Un danger pour le quartier latin
L’illégalité de cette situation a conduit le collectif au tribunal, qui a rendu un premier avis le 19 décembre. Derek -Président de Home Cinema– nous explique que depuis cette date, l’expulsion peut avoir lieu à tout moment. Mais le cinéphile ne voit pas ce verdict comme une défaite. Les rencontres, les moments de partage chaque soir depuis septembre relève déjà d’une victoire incontestable, la fougue qui motive ces révoltés n’aurait jamais été réunie sans cette décision de vendre le cinéma.
Ce vent de révolte qui souffle sur le Quartier latin ne sait pas de quoi demain sera fait. En revanche, leur cause est plus que soutenue par les acteurs politiques et culturels. Des mairies centrales et du cinquième arrondissement aux différents projectionnistes des autres cinémas du quartier, tous déplorent cette situation. Un collectif a même été fondée par les résidents du quartiers, les usagers de ce cinéma associatif. L’une des membres du collectif de défense Laissez-nous La Clef déplore l’absence d’un droit de regard sur cette vente dont les résidents du quartier seront les premiers touchés.
« On détruit des lieux de culture pour en faire des lieux de consommation »
Cette situation est préoccupante pour le quartier latin. Les cinémas sont touchés tout autant que les universités et les librairies à long terme nous expliquent les membres du collectif.

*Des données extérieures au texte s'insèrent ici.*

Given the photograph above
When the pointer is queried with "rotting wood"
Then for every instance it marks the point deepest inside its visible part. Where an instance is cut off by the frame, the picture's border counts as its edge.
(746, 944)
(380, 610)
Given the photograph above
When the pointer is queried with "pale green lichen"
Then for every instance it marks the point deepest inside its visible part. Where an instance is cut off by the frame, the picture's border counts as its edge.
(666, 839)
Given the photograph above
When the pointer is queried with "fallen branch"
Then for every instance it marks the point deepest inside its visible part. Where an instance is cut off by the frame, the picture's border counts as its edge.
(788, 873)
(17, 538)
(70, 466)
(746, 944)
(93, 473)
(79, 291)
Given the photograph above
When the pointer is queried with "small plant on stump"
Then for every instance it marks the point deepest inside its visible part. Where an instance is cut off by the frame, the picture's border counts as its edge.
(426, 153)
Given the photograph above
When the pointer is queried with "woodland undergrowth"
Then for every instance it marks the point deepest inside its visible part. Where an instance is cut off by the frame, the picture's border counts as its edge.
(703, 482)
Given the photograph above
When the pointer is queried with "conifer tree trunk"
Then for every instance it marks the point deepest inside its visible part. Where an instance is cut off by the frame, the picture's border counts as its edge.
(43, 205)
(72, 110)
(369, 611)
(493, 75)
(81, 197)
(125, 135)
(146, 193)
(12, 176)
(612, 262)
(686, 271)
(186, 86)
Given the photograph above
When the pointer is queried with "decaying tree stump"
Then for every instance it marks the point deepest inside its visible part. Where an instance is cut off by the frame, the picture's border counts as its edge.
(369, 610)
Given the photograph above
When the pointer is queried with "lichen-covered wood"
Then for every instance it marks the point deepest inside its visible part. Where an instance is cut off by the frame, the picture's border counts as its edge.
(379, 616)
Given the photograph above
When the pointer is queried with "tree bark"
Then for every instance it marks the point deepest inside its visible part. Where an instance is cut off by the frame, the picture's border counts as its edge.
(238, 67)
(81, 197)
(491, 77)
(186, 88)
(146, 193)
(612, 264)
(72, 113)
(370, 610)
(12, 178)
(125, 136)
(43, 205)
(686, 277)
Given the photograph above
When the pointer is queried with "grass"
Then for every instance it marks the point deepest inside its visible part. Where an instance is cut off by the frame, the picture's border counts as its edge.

La troupe qui se réunit chaque soir craint le sort de cet arrondissement parisien. Connu pour être le lieu de rassemblement des étudiants -déjà en 1968-, La Clef se trouve à quelques rues de la Sorbonne ainsi que de nombreuses librairies. Les murs et différents commerces sont l’héritage d’une histoire, d’une émulation culturelle unique. Cette lente transformation, fruit de rachats par des producteurs attirés par le profit risque de changer fondamentalement ce quartier. L’une des personnes qui nous reçoit est catégorique: « on est en train de créer un ghetto riche dans lequel personne ne viendra plus à part les résidents, on essaye de voler l’âme du quartier latin« .
La culture en danger
Parce que le problème de La Clef n’est que le symptôme d’un constat général, agir semble impératif. C’est « un cri, un hurlement d’urgence » nous confient les occupants. Ce cinéma est le symbole d’une contre culture qui n’a pas sa place dans les multiplexes soucieux de gagner de l’argent. La Clef est complémentaire du cinéma grand public, là ou l’on chercherait à l’opposer. La résistance n’est pas radicale et sourde, elle cherche à protéger une culture qui peine à trouver sa place. Il suffit de regarder la programmation de ce lieu pour comprendre le but recherché. De Mad Max: Fury Road à Antiporno de Sono Sion, le cinéma est aimé dans son ensemble, sans diaboliser qui que ce soit.
Lecteurs résidant à Paris, si vous désirez soutenir ce projet, signez la pétition ou participez directement aux séances proposées par La Clef Revival. La culture est une richesse magnifique et fragile dont le sort appartient à tous. Chez Culturaddict, nous ne pouvons que féliciter et soutenir des actions comme celle de La Clef, celles qui sont faites au nom d’une passion commune: le cinéma.